Here's how to substitute water, oil and baking powder. Though I've never tried it, it sounds like it would work fine:

For egg replacement, mix 2 tablespoons water mixed with 1 tablespoon of oil and 2 teaspoons of baking powder. Mix together well before adding.

I just now found this tip:

It is possible to make pancakes without eggs. In fact, any flat baked product that requires only 1-2 eggs can usually survive without an egg with no problems. The main thing is to substitute a little extra liquid (1-2 tablespoons) to make up for the egg's removal.

Good luck! I'm sure both girls will be tickled.


----------



## stirfamily (Jun 18, 2002)

Thanks everyone for the recipes and ideas. I always have flaxseed and ground flaxseed in the pantry. Never thought of using that. The girls will be so tickled that now they both can have pancakes!


----------



## oregon woodsmok (Dec 19, 2010)

If the eggs don't actually make her deathly ill, you might try her with duck eggs. You'd think that eggs are eggs, but many people who are allergic to chicken eggs can eat duck eggs.

Use come common sense.
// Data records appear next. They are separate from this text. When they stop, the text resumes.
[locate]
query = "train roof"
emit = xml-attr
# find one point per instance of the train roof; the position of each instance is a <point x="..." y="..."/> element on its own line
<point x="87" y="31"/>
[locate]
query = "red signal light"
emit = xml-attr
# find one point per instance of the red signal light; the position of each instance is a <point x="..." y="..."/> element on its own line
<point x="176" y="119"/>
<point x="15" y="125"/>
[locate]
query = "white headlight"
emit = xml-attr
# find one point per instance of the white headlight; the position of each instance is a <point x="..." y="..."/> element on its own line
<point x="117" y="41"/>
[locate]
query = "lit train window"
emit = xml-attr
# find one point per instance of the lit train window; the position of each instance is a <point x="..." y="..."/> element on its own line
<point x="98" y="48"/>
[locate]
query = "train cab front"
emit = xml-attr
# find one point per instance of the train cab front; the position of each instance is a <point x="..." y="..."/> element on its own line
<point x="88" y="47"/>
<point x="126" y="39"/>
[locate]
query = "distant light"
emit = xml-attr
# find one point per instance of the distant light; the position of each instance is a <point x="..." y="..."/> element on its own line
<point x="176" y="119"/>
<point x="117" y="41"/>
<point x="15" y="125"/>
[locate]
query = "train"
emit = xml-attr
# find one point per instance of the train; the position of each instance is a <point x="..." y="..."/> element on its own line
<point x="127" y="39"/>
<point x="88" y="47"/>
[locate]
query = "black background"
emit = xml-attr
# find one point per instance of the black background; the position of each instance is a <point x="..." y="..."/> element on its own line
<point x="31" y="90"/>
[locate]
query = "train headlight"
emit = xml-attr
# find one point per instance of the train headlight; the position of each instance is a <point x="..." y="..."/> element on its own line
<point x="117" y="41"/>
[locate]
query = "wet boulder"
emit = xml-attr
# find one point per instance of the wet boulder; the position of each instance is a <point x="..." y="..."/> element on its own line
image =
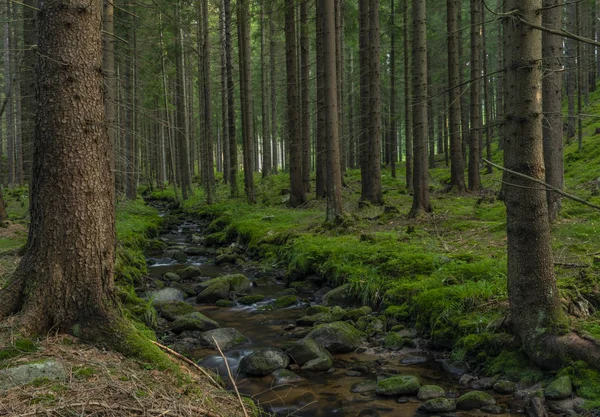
<point x="226" y="338"/>
<point x="337" y="337"/>
<point x="475" y="399"/>
<point x="398" y="385"/>
<point x="193" y="321"/>
<point x="438" y="405"/>
<point x="305" y="350"/>
<point x="264" y="361"/>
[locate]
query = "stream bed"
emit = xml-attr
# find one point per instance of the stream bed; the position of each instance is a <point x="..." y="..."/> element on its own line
<point x="335" y="392"/>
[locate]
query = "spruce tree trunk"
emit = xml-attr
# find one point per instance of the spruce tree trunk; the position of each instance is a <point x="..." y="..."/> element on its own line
<point x="233" y="158"/>
<point x="457" y="163"/>
<point x="243" y="13"/>
<point x="334" y="174"/>
<point x="552" y="51"/>
<point x="476" y="125"/>
<point x="266" y="136"/>
<point x="304" y="95"/>
<point x="408" y="133"/>
<point x="321" y="136"/>
<point x="535" y="306"/>
<point x="421" y="203"/>
<point x="64" y="282"/>
<point x="297" y="196"/>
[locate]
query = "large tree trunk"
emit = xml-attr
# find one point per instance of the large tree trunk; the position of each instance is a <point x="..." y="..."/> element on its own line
<point x="65" y="279"/>
<point x="533" y="295"/>
<point x="297" y="196"/>
<point x="552" y="51"/>
<point x="334" y="174"/>
<point x="304" y="95"/>
<point x="421" y="201"/>
<point x="475" y="65"/>
<point x="371" y="102"/>
<point x="321" y="136"/>
<point x="208" y="173"/>
<point x="233" y="158"/>
<point x="457" y="163"/>
<point x="243" y="11"/>
<point x="408" y="133"/>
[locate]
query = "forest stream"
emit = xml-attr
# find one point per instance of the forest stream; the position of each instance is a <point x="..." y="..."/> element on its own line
<point x="344" y="389"/>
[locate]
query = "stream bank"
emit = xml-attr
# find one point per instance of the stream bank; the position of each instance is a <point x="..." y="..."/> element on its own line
<point x="272" y="315"/>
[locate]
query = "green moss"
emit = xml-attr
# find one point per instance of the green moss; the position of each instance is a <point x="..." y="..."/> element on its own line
<point x="285" y="301"/>
<point x="251" y="299"/>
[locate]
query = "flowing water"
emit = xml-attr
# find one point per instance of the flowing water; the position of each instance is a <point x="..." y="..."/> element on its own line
<point x="324" y="394"/>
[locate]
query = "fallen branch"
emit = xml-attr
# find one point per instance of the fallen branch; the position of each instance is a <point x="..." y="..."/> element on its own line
<point x="92" y="404"/>
<point x="548" y="186"/>
<point x="231" y="377"/>
<point x="188" y="361"/>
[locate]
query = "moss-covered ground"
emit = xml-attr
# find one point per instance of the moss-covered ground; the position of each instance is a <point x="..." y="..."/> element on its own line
<point x="444" y="273"/>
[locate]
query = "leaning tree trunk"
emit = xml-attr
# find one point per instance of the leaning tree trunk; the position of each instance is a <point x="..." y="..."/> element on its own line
<point x="552" y="51"/>
<point x="457" y="163"/>
<point x="297" y="196"/>
<point x="421" y="201"/>
<point x="535" y="304"/>
<point x="65" y="279"/>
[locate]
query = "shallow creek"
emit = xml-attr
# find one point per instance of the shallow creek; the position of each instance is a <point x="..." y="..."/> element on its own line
<point x="321" y="394"/>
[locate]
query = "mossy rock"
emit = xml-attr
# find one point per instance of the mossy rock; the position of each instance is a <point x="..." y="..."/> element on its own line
<point x="321" y="364"/>
<point x="224" y="303"/>
<point x="475" y="399"/>
<point x="398" y="385"/>
<point x="173" y="310"/>
<point x="250" y="299"/>
<point x="428" y="392"/>
<point x="341" y="296"/>
<point x="354" y="315"/>
<point x="171" y="277"/>
<point x="285" y="301"/>
<point x="264" y="361"/>
<point x="393" y="341"/>
<point x="559" y="389"/>
<point x="305" y="350"/>
<point x="337" y="337"/>
<point x="216" y="291"/>
<point x="316" y="309"/>
<point x="194" y="321"/>
<point x="438" y="405"/>
<point x="189" y="272"/>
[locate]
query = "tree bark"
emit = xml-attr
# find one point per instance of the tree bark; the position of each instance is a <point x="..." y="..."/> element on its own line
<point x="457" y="163"/>
<point x="64" y="282"/>
<point x="243" y="12"/>
<point x="334" y="174"/>
<point x="421" y="203"/>
<point x="552" y="51"/>
<point x="476" y="125"/>
<point x="297" y="196"/>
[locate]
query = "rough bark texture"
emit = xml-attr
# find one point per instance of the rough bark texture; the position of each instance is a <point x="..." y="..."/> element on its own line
<point x="233" y="164"/>
<point x="334" y="173"/>
<point x="371" y="102"/>
<point x="243" y="11"/>
<point x="297" y="196"/>
<point x="476" y="125"/>
<point x="421" y="201"/>
<point x="65" y="279"/>
<point x="533" y="295"/>
<point x="552" y="51"/>
<point x="408" y="133"/>
<point x="304" y="95"/>
<point x="457" y="163"/>
<point x="321" y="136"/>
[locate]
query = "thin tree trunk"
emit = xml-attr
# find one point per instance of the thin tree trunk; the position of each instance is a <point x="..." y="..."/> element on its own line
<point x="552" y="51"/>
<point x="421" y="201"/>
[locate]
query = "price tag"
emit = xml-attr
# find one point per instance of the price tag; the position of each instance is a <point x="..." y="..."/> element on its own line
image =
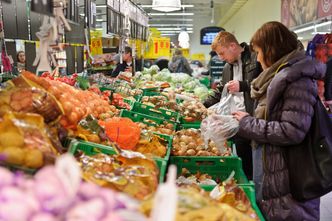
<point x="110" y="3"/>
<point x="42" y="6"/>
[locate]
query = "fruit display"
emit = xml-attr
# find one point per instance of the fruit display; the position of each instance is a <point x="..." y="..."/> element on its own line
<point x="151" y="144"/>
<point x="166" y="128"/>
<point x="228" y="192"/>
<point x="195" y="204"/>
<point x="160" y="102"/>
<point x="24" y="140"/>
<point x="198" y="178"/>
<point x="70" y="80"/>
<point x="76" y="103"/>
<point x="30" y="100"/>
<point x="53" y="196"/>
<point x="193" y="111"/>
<point x="189" y="143"/>
<point x="128" y="172"/>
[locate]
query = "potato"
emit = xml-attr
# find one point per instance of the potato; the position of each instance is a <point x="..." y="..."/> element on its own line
<point x="183" y="149"/>
<point x="191" y="152"/>
<point x="11" y="139"/>
<point x="14" y="155"/>
<point x="33" y="158"/>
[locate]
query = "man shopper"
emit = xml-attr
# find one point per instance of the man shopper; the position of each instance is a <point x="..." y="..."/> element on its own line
<point x="241" y="68"/>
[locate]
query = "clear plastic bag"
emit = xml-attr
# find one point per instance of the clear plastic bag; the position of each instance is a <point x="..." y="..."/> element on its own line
<point x="226" y="105"/>
<point x="219" y="128"/>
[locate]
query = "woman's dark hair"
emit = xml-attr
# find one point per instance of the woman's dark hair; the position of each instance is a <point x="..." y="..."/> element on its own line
<point x="18" y="54"/>
<point x="275" y="41"/>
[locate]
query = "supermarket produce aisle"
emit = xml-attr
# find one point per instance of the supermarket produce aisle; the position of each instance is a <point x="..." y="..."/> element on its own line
<point x="326" y="208"/>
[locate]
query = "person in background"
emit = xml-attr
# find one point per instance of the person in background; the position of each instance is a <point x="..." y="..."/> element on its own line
<point x="179" y="64"/>
<point x="241" y="68"/>
<point x="328" y="85"/>
<point x="127" y="62"/>
<point x="285" y="94"/>
<point x="20" y="66"/>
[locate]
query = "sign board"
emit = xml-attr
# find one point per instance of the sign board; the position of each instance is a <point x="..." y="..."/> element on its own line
<point x="110" y="3"/>
<point x="96" y="46"/>
<point x="42" y="6"/>
<point x="158" y="47"/>
<point x="298" y="12"/>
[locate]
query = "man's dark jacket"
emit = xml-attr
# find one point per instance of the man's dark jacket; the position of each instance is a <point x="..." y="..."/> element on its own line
<point x="250" y="70"/>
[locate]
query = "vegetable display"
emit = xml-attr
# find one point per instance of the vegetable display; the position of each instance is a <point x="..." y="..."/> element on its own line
<point x="189" y="143"/>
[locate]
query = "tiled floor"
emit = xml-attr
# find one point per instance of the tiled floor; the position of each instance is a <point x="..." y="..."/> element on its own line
<point x="326" y="207"/>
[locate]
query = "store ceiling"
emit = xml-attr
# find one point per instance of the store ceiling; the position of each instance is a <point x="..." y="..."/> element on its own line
<point x="171" y="24"/>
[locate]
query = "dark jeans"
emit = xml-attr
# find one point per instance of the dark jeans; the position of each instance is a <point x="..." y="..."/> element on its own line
<point x="243" y="149"/>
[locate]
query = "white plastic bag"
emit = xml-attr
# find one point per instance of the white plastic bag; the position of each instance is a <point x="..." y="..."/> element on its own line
<point x="219" y="128"/>
<point x="166" y="198"/>
<point x="226" y="105"/>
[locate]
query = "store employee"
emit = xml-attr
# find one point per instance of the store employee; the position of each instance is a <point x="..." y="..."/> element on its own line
<point x="127" y="62"/>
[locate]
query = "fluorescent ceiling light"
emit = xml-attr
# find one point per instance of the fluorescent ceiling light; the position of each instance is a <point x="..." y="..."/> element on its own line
<point x="312" y="27"/>
<point x="173" y="19"/>
<point x="168" y="34"/>
<point x="172" y="14"/>
<point x="173" y="29"/>
<point x="320" y="32"/>
<point x="167" y="25"/>
<point x="166" y="6"/>
<point x="182" y="6"/>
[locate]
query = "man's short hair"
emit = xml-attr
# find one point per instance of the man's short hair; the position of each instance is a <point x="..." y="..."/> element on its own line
<point x="223" y="38"/>
<point x="128" y="50"/>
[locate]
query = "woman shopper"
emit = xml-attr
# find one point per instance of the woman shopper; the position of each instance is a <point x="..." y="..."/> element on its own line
<point x="285" y="93"/>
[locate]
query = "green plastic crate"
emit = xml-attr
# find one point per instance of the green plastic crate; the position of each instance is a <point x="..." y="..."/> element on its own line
<point x="205" y="81"/>
<point x="149" y="90"/>
<point x="250" y="192"/>
<point x="162" y="165"/>
<point x="187" y="125"/>
<point x="151" y="93"/>
<point x="159" y="113"/>
<point x="217" y="167"/>
<point x="169" y="140"/>
<point x="149" y="120"/>
<point x="90" y="148"/>
<point x="249" y="189"/>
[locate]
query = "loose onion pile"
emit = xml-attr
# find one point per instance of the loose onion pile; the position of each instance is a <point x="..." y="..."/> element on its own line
<point x="189" y="143"/>
<point x="193" y="111"/>
<point x="167" y="128"/>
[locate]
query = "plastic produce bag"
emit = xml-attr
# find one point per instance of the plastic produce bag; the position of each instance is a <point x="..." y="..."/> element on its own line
<point x="219" y="128"/>
<point x="122" y="131"/>
<point x="226" y="105"/>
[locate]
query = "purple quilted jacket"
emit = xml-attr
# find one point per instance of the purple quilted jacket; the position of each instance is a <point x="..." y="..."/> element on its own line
<point x="290" y="99"/>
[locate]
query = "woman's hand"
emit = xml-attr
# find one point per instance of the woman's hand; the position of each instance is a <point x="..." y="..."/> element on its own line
<point x="233" y="86"/>
<point x="238" y="115"/>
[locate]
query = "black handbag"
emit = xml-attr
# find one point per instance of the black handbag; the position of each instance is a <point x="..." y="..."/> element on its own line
<point x="310" y="163"/>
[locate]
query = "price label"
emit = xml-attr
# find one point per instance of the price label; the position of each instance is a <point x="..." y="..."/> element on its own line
<point x="42" y="6"/>
<point x="96" y="46"/>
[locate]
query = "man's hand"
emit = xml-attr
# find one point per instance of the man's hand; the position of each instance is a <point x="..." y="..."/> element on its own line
<point x="233" y="86"/>
<point x="238" y="115"/>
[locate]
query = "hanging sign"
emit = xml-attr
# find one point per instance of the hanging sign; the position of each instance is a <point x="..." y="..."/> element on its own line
<point x="158" y="47"/>
<point x="42" y="6"/>
<point x="96" y="46"/>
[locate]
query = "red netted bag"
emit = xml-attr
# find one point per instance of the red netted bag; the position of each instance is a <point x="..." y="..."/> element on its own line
<point x="122" y="131"/>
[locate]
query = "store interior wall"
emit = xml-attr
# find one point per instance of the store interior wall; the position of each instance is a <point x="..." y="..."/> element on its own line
<point x="251" y="16"/>
<point x="195" y="43"/>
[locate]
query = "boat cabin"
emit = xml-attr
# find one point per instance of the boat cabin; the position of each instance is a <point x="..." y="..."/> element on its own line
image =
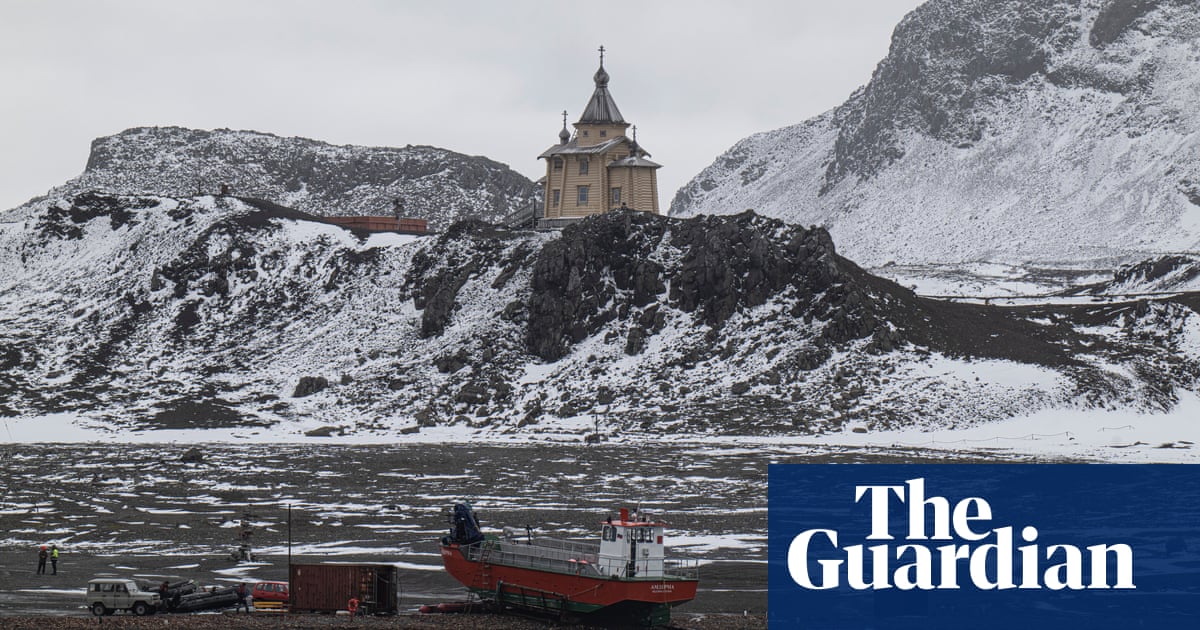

If eggs put her into anaphilactic shock, it's not worth the risk of trying duck eggs, just on the small chance that she is allergic to them, too.

At one time, I had a nice little business selling duck eggs to people who were allergic to chicken eggs.


----------



## Evons hubby (Oct 3, 2005)

If I dont have eggs, and want pancakes, I just add an extra teaspoon of baking powder, a bit more milk to my regular recipe and they come out fine.


----------



## Tirzah (May 19, 2006)

You can also substitute one heaping Tablespoon Soy Flour and one Tablespoon water per egg


----------